There is an apocryphal story that Stevie only traded one stock when he started his hedge fund: IBM. He got to know all the analysts who covered it, the specialist who made the market, and the investment criteria of all its largest owners. He knew why every tick was happening in Big Blue. It was never just “the market”.
#4: Believing valuations actually matter. Steve had another saying I’ll never forget: “math is not an investment edge”. Stocks, sectors, and even entire countries trade with a given set of valuation metrics like price/earnings ratios. But everyone knows that number, which means there is no investment value in that analysis. The “why” matters much more – why so cheap, why so expensive” – and the “how” is the center of the investment case – “how do market perspectives change?”.
#5: Thinking policymakers play by the rules. One of the oddest things about the last 4 months has been seeing the raft of negative commentary about the Federal Reserve’s corporate bond buying program and the $2 trillion CARES Act stimulus. “They can’t do that!” is the most common critical thread, with the idea being that fiscal/monetary policymakers are constrained by the letter of the law or historical precedent. Wrong – they make the rules and investors have to allocate capital based on their decisions.
#6: Saying “this won’t end well”. I get the idea – that markets can be so unbalanced that they crash – but the rookie mistake is believing anything actually “ends”. Bad endings are the best entry points.
#7: Thinking stocks move just on fundamentals. There’s an old saying among traders: “Analysts? In a bull market you don’t need them, and in a bear market they’ll kill you.” I first heard that from hedge fund clients in the 1990s, and since I was an analyst it stung… But there are certain times when stocks don’t care about fundamentals. There are two reasons why. First: as we saw in March, price leads fundamentals since markets quickly sniff out future economic reality. Second: asset price correlations always go to 1.0 in a crisis, and it doesn’t matter if a company sells electric power or electric cars.

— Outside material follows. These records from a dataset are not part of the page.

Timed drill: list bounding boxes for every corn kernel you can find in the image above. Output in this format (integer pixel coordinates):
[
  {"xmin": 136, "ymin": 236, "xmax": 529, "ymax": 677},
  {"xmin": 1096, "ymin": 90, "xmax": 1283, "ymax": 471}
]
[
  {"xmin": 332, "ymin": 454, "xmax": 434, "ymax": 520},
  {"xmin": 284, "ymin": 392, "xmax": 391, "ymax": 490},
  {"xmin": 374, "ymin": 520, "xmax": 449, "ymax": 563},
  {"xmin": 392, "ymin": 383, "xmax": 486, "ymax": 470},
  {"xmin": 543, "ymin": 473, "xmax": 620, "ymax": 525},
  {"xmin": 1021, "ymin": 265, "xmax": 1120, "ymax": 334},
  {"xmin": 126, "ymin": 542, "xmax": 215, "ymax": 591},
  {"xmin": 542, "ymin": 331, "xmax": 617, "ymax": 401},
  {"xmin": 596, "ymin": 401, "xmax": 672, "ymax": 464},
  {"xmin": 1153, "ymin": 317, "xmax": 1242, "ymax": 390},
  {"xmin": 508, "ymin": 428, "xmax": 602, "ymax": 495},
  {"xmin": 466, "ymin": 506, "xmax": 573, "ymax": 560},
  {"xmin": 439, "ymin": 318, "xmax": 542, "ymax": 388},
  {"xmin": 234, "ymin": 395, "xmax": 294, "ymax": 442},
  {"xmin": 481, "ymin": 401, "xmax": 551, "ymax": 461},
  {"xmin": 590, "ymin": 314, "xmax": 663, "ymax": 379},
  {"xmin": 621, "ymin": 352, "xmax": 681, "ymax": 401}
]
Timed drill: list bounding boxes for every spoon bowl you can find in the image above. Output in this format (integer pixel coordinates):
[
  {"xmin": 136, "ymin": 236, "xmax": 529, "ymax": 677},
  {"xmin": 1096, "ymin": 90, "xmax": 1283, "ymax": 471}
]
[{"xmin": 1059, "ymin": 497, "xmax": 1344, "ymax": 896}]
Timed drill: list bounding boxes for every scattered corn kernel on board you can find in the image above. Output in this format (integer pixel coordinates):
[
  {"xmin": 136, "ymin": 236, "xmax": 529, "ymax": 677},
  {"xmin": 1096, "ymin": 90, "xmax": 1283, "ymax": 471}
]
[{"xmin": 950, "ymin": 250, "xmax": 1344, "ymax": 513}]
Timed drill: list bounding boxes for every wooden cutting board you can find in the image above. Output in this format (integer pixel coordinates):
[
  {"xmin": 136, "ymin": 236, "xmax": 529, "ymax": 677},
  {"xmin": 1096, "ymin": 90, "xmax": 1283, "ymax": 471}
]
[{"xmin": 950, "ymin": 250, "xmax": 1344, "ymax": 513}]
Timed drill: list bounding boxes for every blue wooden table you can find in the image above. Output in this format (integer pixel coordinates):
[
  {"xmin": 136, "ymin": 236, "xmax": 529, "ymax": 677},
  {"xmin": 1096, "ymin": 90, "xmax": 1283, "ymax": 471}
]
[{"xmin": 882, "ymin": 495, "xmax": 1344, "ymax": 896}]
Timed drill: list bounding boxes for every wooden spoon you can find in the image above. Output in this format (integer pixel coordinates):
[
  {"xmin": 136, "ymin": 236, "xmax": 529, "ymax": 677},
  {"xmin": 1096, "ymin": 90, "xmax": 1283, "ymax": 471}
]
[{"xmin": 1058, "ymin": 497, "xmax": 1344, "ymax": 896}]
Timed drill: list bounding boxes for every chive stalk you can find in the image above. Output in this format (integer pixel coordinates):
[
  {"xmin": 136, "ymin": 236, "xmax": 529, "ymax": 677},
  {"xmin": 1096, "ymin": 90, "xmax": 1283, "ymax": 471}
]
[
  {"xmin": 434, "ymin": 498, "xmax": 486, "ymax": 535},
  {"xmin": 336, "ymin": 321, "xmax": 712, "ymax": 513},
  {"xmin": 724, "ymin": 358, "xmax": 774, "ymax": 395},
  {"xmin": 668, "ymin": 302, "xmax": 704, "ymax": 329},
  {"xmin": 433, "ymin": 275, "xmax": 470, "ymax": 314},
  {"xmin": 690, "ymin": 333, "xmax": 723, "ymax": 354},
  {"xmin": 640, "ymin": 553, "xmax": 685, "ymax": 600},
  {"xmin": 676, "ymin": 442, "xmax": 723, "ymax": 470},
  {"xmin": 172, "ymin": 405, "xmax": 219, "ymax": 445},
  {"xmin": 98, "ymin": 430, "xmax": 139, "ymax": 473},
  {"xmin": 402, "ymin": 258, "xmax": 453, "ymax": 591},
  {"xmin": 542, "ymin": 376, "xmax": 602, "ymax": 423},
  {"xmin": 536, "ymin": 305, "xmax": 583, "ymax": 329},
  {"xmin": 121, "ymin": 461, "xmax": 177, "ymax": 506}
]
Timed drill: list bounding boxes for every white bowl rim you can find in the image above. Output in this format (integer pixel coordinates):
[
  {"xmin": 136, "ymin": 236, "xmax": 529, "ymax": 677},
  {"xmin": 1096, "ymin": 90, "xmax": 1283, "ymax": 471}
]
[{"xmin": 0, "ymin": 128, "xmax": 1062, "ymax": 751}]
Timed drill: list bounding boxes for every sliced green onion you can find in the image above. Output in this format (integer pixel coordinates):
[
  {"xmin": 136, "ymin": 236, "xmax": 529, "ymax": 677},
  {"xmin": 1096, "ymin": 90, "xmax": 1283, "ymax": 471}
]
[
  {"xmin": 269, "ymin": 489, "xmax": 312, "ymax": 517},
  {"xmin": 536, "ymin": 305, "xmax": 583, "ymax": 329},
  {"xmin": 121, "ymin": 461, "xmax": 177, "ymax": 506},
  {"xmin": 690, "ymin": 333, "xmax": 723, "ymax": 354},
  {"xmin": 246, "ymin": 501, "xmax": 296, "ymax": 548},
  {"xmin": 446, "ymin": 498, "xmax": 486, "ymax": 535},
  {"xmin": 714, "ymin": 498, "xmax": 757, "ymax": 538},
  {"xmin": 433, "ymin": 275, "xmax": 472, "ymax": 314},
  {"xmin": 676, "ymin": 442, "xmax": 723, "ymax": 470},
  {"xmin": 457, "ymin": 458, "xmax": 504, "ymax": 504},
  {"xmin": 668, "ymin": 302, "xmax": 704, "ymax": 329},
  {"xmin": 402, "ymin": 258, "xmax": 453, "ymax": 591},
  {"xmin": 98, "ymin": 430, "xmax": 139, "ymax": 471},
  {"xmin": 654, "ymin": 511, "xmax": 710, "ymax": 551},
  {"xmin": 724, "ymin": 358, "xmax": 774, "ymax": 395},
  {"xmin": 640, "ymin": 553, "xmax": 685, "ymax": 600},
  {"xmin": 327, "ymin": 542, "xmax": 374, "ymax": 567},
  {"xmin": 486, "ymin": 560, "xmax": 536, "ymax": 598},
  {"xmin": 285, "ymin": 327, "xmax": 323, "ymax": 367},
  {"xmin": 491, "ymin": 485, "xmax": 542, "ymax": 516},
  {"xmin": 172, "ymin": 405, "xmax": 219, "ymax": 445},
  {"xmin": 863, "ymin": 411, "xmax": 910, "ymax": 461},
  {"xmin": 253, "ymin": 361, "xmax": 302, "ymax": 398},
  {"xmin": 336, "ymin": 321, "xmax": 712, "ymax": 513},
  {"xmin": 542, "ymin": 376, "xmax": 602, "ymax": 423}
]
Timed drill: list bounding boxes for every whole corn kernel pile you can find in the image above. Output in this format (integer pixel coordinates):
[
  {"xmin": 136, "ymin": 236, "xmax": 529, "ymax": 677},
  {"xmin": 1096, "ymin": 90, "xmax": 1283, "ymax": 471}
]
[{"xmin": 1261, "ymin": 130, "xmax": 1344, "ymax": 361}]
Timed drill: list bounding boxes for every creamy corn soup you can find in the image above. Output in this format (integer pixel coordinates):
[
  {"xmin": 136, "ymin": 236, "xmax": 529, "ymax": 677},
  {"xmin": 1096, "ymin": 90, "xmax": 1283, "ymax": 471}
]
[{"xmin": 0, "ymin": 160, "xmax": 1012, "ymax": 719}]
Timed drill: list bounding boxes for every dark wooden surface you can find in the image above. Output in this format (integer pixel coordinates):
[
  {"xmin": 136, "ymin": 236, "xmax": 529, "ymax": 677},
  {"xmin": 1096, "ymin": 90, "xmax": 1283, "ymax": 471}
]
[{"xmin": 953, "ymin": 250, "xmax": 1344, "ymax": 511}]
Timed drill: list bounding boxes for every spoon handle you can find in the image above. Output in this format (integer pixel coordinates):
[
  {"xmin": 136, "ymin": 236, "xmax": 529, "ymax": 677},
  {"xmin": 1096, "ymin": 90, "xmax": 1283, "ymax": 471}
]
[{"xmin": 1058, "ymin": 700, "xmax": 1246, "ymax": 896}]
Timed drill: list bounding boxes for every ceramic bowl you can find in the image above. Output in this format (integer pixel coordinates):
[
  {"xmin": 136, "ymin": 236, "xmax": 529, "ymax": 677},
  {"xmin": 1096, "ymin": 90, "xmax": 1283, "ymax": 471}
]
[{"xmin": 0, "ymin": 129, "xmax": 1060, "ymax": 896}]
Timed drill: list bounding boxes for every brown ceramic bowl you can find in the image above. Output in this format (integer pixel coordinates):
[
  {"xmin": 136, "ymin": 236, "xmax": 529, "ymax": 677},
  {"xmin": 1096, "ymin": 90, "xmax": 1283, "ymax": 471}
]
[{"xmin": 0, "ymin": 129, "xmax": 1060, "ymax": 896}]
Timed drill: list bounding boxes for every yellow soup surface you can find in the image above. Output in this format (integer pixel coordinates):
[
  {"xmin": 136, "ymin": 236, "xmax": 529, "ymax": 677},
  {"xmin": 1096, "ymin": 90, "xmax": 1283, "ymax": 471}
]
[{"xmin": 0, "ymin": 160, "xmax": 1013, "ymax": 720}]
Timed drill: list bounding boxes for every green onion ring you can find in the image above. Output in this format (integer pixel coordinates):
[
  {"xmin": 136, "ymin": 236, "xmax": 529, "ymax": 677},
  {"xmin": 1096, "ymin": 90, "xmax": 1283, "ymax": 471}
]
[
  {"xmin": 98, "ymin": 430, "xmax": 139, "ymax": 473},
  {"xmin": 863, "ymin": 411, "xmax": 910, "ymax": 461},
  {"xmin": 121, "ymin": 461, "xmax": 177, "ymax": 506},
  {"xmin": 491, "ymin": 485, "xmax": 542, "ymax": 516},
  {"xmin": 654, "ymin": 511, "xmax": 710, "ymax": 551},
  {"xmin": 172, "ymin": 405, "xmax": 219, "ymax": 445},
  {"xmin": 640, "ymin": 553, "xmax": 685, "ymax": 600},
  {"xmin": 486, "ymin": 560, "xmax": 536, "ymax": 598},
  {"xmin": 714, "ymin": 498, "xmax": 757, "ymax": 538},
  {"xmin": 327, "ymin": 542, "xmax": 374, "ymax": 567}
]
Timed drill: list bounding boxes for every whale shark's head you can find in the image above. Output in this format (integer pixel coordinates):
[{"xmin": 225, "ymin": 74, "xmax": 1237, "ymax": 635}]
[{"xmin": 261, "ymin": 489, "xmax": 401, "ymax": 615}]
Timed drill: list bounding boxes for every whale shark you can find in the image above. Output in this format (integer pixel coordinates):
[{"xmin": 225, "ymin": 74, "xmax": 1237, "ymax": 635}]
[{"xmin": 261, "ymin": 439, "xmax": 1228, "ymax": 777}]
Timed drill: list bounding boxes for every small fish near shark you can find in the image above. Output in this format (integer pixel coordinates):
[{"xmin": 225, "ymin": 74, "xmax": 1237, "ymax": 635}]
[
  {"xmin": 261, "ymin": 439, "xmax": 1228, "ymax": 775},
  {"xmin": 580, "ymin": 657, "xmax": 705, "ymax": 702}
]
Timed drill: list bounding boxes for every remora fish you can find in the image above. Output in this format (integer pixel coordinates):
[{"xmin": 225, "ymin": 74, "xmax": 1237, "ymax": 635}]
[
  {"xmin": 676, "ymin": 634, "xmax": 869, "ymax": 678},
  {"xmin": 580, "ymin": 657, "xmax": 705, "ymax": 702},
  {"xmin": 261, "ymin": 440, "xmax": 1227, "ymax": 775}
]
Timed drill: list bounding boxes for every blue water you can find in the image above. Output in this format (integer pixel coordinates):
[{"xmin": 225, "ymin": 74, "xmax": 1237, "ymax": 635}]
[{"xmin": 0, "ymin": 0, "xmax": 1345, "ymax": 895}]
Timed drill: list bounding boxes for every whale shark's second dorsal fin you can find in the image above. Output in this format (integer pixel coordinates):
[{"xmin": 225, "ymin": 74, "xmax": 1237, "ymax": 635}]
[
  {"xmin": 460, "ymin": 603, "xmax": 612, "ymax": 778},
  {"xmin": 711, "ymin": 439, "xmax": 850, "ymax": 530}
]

#8: Using inappropriate timeframes for historical analysis. A senior Fidelity money manager in the early 1990s taught me a trick I use to this day: only look at charts where the time period shown matches your holding period. If you plan to hold US equities for 20 years, look at a 20-year chart. If you want to understand how the US dollar trades through an economic cycle, only use a 10-15 year chart.
All the chatter about the US dollar’s sudden recent weakness or gold’s resurgence comes from those who are looking at 1-year charts or shorter. Historical context (which is all charts really show) is a productive thing to have, but only if you look at an appropriately long history.
#9: Sizing an investment idea inappropriately (both large and small). The smartest hedge fund risk consultant I know makes a very good living by monitoring his clients’ position sizing like a hyper-attentive bird dog. His edge: looking for the scattered small positions that can cumulatively hurt a portfolio. Even rookies know that a big position gone wrong will kill performance. Only veterans know that 5 lousy 1% positions can do the same thing.
#10: Believing you’ll never make a rookie mistake. You probably saw this coming, but it’s a good place to end the conversation. The craft of investing is not one anyone really masters; the best goal may well be to just make fewer mistakes.